WASHINGTON: US consumer spending rose solidly in July when households bought a range of goods and services, which may further reduce fears of the financial market for a recession, but the strong rate of consumption is unlikely to be sustained amid faint revenue gains.  The report from the Department of Commerce on Friday (August 30) added trade and commodity data for July by suggesting that while the economy was declining, it did not quickly lose its height for now.
But the risk of the longest economic expansion in history is increasing, mostly from a years-long US-China trade war.
The trade battle between the two economic giants has led the financial markets to have an inversion of the US yield curve, which has stoked fears that economic expansion now in its 11th year is in danger of being interrupted of a recession.
Consumption expenditures, which account for more than two-thirds of U's economic activity, rose 0.6 percent last month after an unannounced gain of 0.3 percent in June. Economists polled by Reuters had predicted consumer spending rose 0.5 percent last month.
The economy is rapidly losing pace as the White House stimulus $ 1.5 trillion tax cut package and a state budget blitz fade. The US-China trade conflict has weighed heavily on industrial and business investment, which contracted in the second quarter.
Given the trade war-driven weakness in business investment and industry, and slowing global growth as well as sustained low domestic inflation, the Federal Reserve is expected to cut interest rates again next month.
Fed Governor Jerome Powell said last week that the economy was in a "favorable position", but reiterated that the US central bank would "act as appropriate" to keep economic expansion on track. The Fed cut its short-term interest rate by 25 basis points last month for the first time since 2008, citing trade tensions and slowing global growth.
US financial markets were little moved by the data.
Consumer prices measured by personal consumer spending (PCE) rose by 0.2 percent in July as The fall in food costs was offset by an increase in energy products and services The PCE price index rose 0.1 percent in June.

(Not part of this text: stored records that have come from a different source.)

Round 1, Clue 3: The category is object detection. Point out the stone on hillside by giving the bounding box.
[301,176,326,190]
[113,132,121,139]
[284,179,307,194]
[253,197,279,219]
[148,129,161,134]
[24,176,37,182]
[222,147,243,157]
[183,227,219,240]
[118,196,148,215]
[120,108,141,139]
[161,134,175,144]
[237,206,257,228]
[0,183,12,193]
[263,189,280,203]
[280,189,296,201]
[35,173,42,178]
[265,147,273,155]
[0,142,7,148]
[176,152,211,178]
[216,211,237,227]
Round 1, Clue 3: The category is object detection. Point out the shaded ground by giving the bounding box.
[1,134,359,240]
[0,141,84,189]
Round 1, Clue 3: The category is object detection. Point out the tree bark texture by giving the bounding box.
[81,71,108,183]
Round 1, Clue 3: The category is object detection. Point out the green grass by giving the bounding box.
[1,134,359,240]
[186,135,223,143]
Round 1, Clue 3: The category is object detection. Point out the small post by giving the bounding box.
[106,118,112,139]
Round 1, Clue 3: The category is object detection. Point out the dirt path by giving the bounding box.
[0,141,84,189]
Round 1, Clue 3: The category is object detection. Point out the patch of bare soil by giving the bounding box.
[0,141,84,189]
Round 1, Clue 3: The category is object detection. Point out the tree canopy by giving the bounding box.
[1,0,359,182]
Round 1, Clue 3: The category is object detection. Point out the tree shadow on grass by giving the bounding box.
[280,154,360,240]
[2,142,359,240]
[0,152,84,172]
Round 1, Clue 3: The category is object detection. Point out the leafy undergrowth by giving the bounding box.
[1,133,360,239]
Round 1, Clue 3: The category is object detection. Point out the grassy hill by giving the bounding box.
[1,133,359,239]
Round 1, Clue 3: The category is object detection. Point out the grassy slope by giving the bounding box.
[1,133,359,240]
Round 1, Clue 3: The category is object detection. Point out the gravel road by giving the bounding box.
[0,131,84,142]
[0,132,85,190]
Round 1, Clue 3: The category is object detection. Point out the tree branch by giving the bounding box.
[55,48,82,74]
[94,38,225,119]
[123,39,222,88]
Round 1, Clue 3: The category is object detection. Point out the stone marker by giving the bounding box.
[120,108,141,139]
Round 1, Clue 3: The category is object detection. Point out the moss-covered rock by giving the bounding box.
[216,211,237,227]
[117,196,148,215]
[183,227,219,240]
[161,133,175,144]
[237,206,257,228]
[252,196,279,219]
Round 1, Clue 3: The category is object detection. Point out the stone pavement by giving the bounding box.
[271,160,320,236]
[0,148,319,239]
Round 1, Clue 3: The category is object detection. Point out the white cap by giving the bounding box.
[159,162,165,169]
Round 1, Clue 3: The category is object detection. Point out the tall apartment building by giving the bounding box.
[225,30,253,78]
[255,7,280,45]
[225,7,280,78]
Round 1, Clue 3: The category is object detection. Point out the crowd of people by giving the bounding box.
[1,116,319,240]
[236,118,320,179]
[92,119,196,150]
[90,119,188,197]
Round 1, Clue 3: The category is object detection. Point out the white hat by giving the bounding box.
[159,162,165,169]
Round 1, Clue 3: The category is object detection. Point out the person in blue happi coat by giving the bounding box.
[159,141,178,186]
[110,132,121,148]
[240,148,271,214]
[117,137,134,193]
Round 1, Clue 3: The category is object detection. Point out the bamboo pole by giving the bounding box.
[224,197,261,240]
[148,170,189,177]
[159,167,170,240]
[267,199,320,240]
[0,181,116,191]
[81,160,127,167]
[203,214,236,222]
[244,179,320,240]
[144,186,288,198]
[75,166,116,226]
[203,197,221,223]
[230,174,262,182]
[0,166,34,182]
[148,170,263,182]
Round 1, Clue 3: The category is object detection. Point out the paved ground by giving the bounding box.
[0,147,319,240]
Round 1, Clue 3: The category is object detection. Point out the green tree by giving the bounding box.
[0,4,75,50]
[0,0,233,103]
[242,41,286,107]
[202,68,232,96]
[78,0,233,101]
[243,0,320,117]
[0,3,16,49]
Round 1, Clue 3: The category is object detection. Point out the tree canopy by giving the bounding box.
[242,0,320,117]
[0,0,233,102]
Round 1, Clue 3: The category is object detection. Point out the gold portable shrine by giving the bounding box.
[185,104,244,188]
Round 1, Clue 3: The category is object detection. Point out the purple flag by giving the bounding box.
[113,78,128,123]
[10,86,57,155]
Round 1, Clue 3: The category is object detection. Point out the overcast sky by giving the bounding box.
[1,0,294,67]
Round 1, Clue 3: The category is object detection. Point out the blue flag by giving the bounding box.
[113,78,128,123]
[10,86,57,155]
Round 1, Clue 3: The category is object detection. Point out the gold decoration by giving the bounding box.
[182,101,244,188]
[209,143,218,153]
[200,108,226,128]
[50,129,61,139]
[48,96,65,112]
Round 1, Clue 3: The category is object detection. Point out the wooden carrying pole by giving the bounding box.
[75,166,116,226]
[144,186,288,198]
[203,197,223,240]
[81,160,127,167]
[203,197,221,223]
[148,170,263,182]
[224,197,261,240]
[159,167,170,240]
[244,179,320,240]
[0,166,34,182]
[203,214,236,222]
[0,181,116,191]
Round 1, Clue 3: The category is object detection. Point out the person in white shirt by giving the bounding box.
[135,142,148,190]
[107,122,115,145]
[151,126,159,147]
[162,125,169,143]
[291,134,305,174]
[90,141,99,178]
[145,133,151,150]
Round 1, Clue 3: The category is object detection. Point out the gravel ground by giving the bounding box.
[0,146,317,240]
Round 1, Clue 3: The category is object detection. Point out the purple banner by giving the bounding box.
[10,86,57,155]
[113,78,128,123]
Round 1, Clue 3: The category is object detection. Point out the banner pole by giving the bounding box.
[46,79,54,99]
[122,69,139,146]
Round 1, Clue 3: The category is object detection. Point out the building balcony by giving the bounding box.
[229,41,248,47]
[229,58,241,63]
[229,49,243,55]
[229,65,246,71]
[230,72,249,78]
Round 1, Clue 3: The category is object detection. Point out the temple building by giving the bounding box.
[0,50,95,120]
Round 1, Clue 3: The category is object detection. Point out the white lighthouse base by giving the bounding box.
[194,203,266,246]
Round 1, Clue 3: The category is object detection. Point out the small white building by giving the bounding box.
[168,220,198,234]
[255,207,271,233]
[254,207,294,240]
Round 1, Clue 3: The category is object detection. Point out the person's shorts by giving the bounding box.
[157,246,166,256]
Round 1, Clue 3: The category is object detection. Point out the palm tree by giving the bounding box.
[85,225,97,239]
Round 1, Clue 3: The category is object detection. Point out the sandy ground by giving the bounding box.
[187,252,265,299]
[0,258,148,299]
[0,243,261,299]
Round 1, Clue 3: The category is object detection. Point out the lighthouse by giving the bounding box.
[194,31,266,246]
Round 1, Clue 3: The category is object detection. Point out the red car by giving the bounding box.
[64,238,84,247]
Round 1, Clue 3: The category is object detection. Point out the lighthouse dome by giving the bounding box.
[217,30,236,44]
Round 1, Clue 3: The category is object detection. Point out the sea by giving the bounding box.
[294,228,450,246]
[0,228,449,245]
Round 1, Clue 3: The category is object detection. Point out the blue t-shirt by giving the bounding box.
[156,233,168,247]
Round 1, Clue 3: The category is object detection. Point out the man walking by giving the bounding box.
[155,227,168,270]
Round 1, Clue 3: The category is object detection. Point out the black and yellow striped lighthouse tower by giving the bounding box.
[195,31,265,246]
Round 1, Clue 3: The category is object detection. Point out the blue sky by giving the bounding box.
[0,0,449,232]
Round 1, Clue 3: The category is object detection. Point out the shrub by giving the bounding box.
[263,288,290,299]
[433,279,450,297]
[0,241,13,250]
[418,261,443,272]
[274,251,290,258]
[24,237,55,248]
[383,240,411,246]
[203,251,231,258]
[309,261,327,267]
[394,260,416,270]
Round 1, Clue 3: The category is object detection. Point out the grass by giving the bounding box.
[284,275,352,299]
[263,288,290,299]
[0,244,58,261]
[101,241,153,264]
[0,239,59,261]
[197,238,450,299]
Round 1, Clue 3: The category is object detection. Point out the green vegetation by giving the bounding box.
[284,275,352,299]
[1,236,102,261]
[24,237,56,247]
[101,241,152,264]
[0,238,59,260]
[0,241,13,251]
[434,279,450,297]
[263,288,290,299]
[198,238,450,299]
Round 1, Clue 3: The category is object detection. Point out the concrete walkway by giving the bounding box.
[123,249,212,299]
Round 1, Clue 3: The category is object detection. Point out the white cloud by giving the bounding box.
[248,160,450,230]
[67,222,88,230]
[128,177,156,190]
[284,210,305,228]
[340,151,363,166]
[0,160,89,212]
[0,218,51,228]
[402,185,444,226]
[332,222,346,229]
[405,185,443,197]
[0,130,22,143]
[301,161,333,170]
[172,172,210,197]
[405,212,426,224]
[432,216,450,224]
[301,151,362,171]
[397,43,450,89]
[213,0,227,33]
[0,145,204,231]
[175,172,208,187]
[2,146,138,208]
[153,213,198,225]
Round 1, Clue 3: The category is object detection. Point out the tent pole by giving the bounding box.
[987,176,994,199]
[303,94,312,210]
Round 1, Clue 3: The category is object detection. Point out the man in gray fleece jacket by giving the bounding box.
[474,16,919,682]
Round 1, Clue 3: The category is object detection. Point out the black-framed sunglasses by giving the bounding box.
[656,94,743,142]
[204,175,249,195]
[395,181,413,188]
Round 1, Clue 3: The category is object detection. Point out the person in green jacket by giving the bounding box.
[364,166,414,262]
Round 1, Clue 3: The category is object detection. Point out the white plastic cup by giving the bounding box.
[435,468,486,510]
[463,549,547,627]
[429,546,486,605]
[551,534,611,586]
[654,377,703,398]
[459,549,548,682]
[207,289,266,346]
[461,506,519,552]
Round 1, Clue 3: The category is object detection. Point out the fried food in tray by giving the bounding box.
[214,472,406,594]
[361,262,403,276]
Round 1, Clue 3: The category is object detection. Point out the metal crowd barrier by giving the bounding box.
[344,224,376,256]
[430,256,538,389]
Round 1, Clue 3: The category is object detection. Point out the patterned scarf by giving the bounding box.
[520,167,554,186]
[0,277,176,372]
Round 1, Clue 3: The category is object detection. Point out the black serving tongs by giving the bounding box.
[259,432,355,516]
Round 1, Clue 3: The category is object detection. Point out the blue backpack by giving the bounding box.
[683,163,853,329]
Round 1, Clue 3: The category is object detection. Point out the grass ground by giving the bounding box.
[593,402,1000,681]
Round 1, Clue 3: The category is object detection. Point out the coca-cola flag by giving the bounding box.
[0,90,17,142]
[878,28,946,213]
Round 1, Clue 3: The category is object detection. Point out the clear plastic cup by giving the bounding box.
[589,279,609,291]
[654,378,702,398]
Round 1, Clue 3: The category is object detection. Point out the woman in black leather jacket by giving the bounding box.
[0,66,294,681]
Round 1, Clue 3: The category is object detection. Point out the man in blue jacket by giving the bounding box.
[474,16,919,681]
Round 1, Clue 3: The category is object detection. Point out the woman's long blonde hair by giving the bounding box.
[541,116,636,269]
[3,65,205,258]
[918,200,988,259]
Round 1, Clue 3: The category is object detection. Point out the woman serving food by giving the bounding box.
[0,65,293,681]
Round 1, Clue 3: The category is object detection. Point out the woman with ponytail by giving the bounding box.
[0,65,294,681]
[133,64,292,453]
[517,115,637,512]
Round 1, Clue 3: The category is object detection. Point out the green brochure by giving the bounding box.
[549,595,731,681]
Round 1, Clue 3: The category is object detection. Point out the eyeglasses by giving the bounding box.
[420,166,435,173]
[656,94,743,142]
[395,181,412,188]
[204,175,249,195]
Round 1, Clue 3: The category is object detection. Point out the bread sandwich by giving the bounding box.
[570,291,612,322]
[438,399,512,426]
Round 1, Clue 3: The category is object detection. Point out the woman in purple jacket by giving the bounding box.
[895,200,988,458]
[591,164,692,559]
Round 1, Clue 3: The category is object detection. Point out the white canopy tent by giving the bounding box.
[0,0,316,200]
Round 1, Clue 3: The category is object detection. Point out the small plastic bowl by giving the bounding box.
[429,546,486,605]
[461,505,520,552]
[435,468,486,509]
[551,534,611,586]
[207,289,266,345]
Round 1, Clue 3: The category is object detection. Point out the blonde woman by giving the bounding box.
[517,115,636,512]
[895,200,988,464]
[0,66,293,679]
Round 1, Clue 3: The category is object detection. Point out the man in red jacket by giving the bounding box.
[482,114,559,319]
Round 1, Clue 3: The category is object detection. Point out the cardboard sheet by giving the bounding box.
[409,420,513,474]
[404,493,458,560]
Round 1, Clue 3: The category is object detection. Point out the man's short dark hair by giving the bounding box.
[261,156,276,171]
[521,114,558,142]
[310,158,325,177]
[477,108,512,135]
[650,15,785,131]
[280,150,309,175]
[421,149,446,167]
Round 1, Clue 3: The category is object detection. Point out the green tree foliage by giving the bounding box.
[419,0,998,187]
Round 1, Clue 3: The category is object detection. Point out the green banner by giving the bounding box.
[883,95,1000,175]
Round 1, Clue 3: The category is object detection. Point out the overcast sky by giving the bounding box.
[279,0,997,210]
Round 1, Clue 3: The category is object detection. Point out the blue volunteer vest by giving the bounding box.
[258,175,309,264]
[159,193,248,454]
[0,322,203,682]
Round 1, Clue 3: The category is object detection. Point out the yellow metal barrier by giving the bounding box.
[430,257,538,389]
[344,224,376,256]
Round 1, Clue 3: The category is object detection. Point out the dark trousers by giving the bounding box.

In the 12 months through July, the PCE price index rose 1.4 percent after gaining 1.3 percent in June.
Excluding the volatile food and energy components, the PCE price index rose 0.2 per cent last month, which corresponds to June's increase, keeping the annual increase in the so-called core PC The e-price index of 1.6 per cent in July.
The core PCE index is the Fed's preferred inflation target and has underestimated the US central bank's target of 2 percent this year.  When adjusted for inflation, consumer spending rose 0.4 percent in July. This so-called real consumer spending rose 0.2 per cent in June. Last month's jump in consumer spending suggested that consumption remained strong early in the third quarter after rising at its fastest pace of 4.5 years in the second quarter.
The economy grew at an annual rate of 2.0 percent in the second quarter, declining from January to March quarter at a rapid rate of 3.1 percent. Growth estimates for the third quarter range from 1.5 percent to 2.3 percent.
Last month, consumption of goods increased 0.9 percent, driven by outlays for leisure goods and motor vehicles. Expenditure on services increased by 0.5 per cent.
Consumer spending in July was supported by savings as personal income rose 0.1 percent, the smallest increase since September last year. This was followed by an increase of 0.5 per cent in June.
Wages increased 0.2 percent and personal interest income fell 1.8 percent. The savings fell to $ 1.27 trillion, the lowest level since November 2018, from $ 1.32 trillion in June.